Radix tree vs Hashtable

38 Views Asked by At

I wanted to compare the hash table vs radix tree. For fixed length keys, for sure, hash table is always the best option, considering that we don't care about sorted order, but for variable length keys, things are much complicated, so the question will assume variable length keys.

Time complexities:

  1. Hashtable insertion time is O(n) due to hash function.
  2. Radix tree insertion time is said to have O(n) as well.

I tried the following where data1 is "testtesttest...." and data2 is "testtesttest...2"(they are 40000 lengths each and data2 only has one string different in the end from data1). For hash table insertion, the only time consuming is hash function so I just use hash function, even though this is not the has function most languages use.

console.time();
radixTree.addWord(data1);
radixTree.addWord(data2);
console.timeEnd();

console.time();
keccak256(data1);
keccak256(data2);
console.timeEnd();

Basically, adding 2 such strings in a radix tree takes 9ms whereas in hash functions take 2ms. You can add extra overhead for actually storing it in hashtable(since I'm not using it here), but the most it will take is 3ms. So 9ms vs 3ms. Why does it say that both algorithm's insertion time is O(n)?

If we don't care about the ordered set and just building a dictionary, I don't ever see raddix tree winning over hashtable in terms of performance. In terms of memory, first creation of hashtable might take more memory but in terms of time complexities, hashtable always results in the better performance. Your thoughts?

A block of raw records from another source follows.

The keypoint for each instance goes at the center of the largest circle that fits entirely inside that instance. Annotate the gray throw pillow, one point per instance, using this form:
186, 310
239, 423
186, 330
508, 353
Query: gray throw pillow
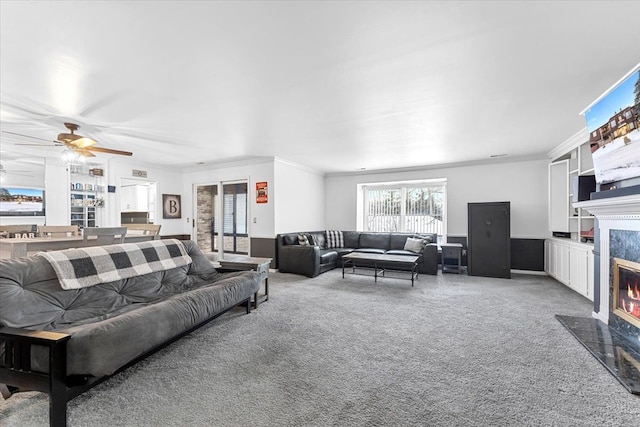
414, 245
305, 240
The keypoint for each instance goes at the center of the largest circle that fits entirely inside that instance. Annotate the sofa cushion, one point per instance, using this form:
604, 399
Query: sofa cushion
143, 311
414, 245
397, 240
343, 251
374, 241
305, 239
402, 252
318, 239
290, 239
429, 238
334, 239
370, 250
327, 256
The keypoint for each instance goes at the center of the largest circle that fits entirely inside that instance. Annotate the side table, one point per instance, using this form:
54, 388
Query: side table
243, 262
451, 257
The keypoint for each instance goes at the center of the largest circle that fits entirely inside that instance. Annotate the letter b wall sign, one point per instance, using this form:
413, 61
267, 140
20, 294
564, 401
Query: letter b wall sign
171, 206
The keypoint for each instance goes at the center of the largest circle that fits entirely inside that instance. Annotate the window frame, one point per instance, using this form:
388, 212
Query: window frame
362, 201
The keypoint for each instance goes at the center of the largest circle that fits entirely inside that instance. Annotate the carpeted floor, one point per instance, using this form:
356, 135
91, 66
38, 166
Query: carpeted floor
452, 351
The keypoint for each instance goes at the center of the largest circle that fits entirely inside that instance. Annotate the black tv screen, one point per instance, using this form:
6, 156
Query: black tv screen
21, 201
614, 136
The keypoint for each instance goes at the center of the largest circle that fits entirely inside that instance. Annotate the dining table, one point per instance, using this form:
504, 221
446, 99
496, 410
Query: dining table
19, 247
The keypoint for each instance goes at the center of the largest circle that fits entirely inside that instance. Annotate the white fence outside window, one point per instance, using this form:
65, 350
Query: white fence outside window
405, 207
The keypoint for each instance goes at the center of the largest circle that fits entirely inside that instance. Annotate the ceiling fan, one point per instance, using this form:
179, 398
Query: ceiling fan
79, 144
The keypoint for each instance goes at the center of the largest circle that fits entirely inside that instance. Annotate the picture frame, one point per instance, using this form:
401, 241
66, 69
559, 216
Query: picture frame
262, 195
171, 206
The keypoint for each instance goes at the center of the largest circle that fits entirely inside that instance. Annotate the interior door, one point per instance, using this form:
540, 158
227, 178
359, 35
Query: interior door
489, 237
235, 218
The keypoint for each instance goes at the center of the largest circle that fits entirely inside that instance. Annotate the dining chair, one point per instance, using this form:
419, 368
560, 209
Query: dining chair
58, 231
143, 229
103, 235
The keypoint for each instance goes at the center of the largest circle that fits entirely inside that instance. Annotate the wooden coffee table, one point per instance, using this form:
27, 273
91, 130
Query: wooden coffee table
243, 262
381, 263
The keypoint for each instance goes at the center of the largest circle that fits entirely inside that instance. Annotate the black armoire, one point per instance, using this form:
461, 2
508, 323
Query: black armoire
489, 240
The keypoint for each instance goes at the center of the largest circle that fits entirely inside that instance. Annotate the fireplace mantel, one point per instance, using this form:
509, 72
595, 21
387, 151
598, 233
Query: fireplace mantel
613, 213
624, 207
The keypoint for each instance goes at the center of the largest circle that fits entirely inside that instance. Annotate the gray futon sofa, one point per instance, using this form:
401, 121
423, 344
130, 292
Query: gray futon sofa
63, 342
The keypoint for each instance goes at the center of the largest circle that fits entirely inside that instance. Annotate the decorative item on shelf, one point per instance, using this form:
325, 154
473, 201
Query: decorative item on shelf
171, 206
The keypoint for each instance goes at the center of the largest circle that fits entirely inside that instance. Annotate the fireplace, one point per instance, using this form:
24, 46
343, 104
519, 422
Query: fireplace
612, 335
626, 290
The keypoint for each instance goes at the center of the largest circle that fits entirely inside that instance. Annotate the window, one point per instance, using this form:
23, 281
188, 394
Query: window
415, 206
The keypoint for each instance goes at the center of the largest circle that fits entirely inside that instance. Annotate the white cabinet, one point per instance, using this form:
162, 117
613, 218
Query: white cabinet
571, 263
559, 196
571, 160
86, 195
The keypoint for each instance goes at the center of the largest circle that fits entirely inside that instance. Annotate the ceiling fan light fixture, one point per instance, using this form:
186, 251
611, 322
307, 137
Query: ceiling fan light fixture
71, 157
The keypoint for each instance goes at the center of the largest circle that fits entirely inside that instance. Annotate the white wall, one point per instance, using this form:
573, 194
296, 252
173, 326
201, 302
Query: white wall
300, 198
524, 184
255, 171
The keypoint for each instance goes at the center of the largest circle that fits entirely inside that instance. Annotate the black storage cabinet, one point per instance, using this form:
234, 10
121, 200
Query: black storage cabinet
489, 235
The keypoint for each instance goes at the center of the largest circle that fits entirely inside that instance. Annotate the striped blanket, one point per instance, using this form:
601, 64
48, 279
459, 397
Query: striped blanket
80, 268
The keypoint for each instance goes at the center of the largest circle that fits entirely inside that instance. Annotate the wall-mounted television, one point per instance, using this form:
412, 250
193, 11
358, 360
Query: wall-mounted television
613, 122
15, 201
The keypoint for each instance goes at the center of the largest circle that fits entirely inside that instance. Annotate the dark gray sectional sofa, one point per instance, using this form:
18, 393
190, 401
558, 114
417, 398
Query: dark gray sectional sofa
63, 342
312, 260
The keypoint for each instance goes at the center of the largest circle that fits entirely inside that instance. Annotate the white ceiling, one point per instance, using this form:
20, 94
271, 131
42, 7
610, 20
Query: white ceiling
336, 86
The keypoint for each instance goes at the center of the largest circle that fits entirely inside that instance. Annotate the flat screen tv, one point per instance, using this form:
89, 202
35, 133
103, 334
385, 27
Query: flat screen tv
21, 201
613, 122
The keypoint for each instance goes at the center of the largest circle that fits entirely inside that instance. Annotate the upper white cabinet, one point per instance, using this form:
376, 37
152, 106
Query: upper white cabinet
569, 161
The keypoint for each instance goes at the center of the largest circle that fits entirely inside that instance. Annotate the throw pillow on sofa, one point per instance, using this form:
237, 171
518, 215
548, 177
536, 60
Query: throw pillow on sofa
334, 238
305, 240
414, 245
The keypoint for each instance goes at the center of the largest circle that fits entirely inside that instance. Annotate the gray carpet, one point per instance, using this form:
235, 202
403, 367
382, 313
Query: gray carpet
452, 351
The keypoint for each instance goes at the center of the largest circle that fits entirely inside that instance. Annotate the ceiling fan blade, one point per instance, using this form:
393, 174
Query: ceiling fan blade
19, 173
84, 153
41, 145
28, 136
84, 142
109, 150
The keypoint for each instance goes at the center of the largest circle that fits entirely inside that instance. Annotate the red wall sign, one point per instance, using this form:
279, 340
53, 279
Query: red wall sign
261, 192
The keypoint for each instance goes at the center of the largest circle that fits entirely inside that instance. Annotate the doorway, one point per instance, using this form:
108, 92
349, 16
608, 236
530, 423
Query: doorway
231, 217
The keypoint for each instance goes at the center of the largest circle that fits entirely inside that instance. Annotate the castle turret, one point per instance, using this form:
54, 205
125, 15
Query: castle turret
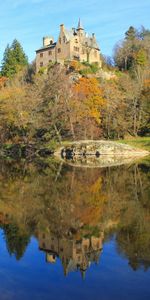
80, 29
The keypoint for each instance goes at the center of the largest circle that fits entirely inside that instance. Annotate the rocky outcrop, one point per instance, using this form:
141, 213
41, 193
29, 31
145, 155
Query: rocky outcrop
98, 148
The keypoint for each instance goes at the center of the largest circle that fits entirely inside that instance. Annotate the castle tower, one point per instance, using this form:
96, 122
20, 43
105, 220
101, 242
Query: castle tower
80, 29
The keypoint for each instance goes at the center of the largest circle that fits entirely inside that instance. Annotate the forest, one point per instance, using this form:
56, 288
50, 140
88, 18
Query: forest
75, 101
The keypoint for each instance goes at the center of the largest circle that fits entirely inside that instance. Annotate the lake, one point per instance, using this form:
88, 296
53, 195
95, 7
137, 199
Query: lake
72, 232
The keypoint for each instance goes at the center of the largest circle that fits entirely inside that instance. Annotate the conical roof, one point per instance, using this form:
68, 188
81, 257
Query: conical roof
80, 25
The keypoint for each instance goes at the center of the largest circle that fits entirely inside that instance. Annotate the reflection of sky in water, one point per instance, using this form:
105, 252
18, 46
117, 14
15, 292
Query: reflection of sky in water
33, 278
66, 208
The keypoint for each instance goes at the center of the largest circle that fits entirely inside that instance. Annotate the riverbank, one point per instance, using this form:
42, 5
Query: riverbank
140, 142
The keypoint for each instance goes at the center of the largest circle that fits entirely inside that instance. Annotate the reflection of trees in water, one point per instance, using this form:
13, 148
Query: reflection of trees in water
16, 241
75, 202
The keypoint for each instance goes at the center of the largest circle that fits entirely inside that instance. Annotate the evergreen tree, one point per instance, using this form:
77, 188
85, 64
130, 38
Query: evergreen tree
131, 34
14, 59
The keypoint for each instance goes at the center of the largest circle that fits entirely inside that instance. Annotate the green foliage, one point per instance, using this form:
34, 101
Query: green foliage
14, 59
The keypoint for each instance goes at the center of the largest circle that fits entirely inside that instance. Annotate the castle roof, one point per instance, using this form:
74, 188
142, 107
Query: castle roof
80, 25
52, 46
90, 42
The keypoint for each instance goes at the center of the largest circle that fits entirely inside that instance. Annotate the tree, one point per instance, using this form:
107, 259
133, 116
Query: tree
89, 103
131, 34
14, 59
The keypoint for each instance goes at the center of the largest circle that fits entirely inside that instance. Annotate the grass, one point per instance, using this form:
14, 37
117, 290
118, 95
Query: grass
139, 142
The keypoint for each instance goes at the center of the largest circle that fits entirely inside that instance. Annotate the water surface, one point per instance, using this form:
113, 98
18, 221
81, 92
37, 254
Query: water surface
74, 233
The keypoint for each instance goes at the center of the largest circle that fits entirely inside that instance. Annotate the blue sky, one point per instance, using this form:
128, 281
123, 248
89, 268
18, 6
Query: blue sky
30, 20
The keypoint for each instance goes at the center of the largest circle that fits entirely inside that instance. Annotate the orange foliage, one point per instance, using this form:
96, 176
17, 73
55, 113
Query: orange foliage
2, 81
89, 94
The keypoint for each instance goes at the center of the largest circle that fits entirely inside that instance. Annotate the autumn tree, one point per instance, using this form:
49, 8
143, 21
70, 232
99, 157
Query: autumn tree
14, 59
89, 103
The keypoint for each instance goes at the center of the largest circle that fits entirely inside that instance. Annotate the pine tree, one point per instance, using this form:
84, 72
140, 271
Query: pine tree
14, 59
131, 34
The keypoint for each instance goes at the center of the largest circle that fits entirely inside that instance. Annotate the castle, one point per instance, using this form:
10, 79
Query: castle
74, 255
74, 44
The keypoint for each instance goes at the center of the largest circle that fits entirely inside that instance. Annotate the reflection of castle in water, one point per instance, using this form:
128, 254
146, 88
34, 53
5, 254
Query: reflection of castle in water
75, 255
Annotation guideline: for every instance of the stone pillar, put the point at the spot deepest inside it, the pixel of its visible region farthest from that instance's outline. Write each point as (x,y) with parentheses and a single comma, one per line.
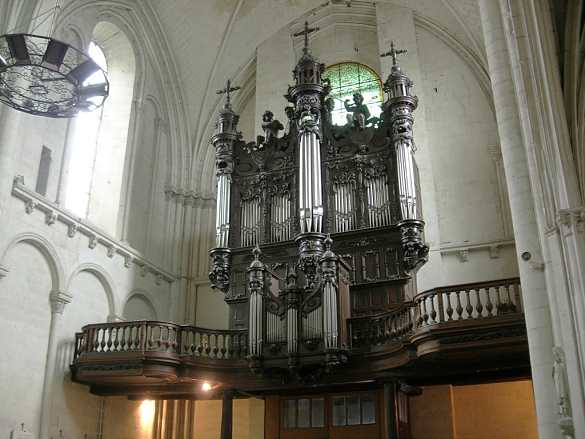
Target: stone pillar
(528,247)
(58,300)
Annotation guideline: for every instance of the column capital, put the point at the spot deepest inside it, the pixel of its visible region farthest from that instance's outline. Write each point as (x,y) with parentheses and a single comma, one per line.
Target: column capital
(58,301)
(112,318)
(4,271)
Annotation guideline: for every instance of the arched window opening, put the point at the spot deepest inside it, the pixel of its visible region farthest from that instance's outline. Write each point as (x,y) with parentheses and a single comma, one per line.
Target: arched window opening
(84,144)
(97,140)
(348,78)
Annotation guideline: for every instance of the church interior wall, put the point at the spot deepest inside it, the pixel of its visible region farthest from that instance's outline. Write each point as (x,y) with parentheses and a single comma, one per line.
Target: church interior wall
(168,220)
(24,291)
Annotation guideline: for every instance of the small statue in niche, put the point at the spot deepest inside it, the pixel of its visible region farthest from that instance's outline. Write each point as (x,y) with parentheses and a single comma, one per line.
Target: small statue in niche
(271,127)
(309,120)
(562,387)
(329,105)
(358,112)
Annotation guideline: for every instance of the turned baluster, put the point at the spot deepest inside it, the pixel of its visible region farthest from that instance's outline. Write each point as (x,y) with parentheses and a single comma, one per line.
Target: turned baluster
(162,340)
(425,314)
(207,345)
(142,337)
(223,349)
(199,349)
(507,300)
(213,345)
(116,342)
(237,351)
(441,306)
(103,343)
(517,297)
(469,307)
(433,313)
(459,308)
(489,306)
(110,332)
(449,307)
(479,304)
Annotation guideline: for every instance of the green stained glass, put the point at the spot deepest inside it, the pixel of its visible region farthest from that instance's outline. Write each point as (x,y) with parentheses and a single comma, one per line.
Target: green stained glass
(349,78)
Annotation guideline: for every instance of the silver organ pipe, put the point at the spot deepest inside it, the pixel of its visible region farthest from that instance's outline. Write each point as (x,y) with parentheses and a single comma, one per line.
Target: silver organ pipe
(345,210)
(313,324)
(310,197)
(406,180)
(275,328)
(255,325)
(378,196)
(222,215)
(250,221)
(292,333)
(280,218)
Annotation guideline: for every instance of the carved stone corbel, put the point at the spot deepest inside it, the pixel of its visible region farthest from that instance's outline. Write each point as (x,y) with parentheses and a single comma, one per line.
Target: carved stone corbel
(58,300)
(30,206)
(50,217)
(414,251)
(92,242)
(72,230)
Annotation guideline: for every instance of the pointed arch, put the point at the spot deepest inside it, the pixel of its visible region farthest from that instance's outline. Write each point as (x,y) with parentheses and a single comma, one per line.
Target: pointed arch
(48,252)
(104,279)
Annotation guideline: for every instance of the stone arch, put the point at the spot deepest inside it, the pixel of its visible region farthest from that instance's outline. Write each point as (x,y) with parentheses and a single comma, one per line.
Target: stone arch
(145,297)
(46,249)
(104,279)
(142,27)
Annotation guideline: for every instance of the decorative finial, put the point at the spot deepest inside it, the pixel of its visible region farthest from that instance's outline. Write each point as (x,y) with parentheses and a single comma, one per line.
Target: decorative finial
(393,53)
(328,242)
(306,33)
(257,253)
(227,90)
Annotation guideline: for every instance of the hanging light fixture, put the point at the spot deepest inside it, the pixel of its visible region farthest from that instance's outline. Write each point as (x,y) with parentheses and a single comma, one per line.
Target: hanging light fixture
(46,77)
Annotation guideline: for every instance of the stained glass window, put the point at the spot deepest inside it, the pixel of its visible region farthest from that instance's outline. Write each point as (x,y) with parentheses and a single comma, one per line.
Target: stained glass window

Radix tree is only good if you compare it with other trees and when you need an ordered list, isn't this true?

1

There are 1 best solutions below

0
Matt Timmermans On

Common reasons for using some kind of radix tree (usually large fan-out B-tree variant) instead of a hash table for variable-length keys:

  • You need the ordering (as you've noted)
  • Hash table complexities are "expected". Sometimes you need to bound your real worst-case complexity.
  • As hash tables grow, you sometimes need to reallocate the whole thing. Sometimes that's unacceptable. You can make hash tables that grow incrementally, but it's a pain and wastes memory.
  • On block-structured media like disk or flash, B-tree-like data structures are often used to keep track of the blocks that make up a file. If you can go directly to the media, then you can make a radix tree where you map your B-tree blocks directly to media blocks, and you don't need this extra B-tree layer. A radix tree can actually do less pointer-following than a hash table.